Archer raised the padd so that the manacled Trahve could see its display easily.
“We found this energy pattern in the remains of the weapon the Xindi sent against our planet,” Archer said, holding the padd like an indictment. “My tactical officer just found traces of the same energy signature on your clothing.
“Your courier duties wouldn’t happen to take you anywhere near a facility where the Xindi are building a large-scale particle-beam weapon, would it?”
Trahve merely sighed, slumped in his chair, and stared down at the deck.
Archer thought the man’s guilty-looking silence spoke volumes.
Six
Enterprise NX-01
IF WE FIND THIS, we find the Xindi.
As she looked through the scanner at the elegant, snowflake-like energy pattern, T’Pol suddenly became acutely aware of the preternatural silence that had descended upon the bridge. The quiet wasn’t the result of inadequate staffing—despite the day’s anomaly-related trauma, she had filled all the bridge positions handily—but had been caused instead by a simple lack of noise. None of the crew members present were conversing, and even the regular pings and beeps produced by the ship’s computers, sensors, and various other systems seemed to have paused as though in contemplation.

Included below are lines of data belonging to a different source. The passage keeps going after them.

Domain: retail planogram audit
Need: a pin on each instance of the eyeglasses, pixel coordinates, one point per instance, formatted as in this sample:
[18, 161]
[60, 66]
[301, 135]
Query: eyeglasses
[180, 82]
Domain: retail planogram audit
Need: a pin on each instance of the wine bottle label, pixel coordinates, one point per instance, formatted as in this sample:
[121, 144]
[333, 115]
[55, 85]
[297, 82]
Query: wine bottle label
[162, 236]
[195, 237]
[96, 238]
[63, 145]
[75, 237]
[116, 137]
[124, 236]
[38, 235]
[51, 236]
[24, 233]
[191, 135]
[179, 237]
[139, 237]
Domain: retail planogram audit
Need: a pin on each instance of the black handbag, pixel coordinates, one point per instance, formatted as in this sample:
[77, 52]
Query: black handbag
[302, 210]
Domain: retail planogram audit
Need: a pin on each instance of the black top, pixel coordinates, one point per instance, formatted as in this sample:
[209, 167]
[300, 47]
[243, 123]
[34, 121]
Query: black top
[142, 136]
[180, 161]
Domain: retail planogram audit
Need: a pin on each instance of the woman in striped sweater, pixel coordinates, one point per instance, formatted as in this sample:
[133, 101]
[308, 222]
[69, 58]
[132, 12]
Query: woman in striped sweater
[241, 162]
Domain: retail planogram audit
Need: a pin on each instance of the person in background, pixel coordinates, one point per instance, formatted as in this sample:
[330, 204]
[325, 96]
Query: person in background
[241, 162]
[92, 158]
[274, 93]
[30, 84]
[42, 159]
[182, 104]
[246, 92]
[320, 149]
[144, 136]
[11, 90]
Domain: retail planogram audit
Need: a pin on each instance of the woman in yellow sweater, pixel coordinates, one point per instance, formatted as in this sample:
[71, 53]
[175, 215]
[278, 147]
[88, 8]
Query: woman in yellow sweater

T’Pol appreciated the stillness, which gave her study of the energy signature an almost meditative quality. But she also knew that eventually this transient moment of serenity would end, and the ongoing press of ship’s business would whisk her back into the unending babble of starship life, in this environment dominated by overly emotional and sometimes too-gregarious humans.
Not fifteen minutes had passed before T’Pol’s prediction came true.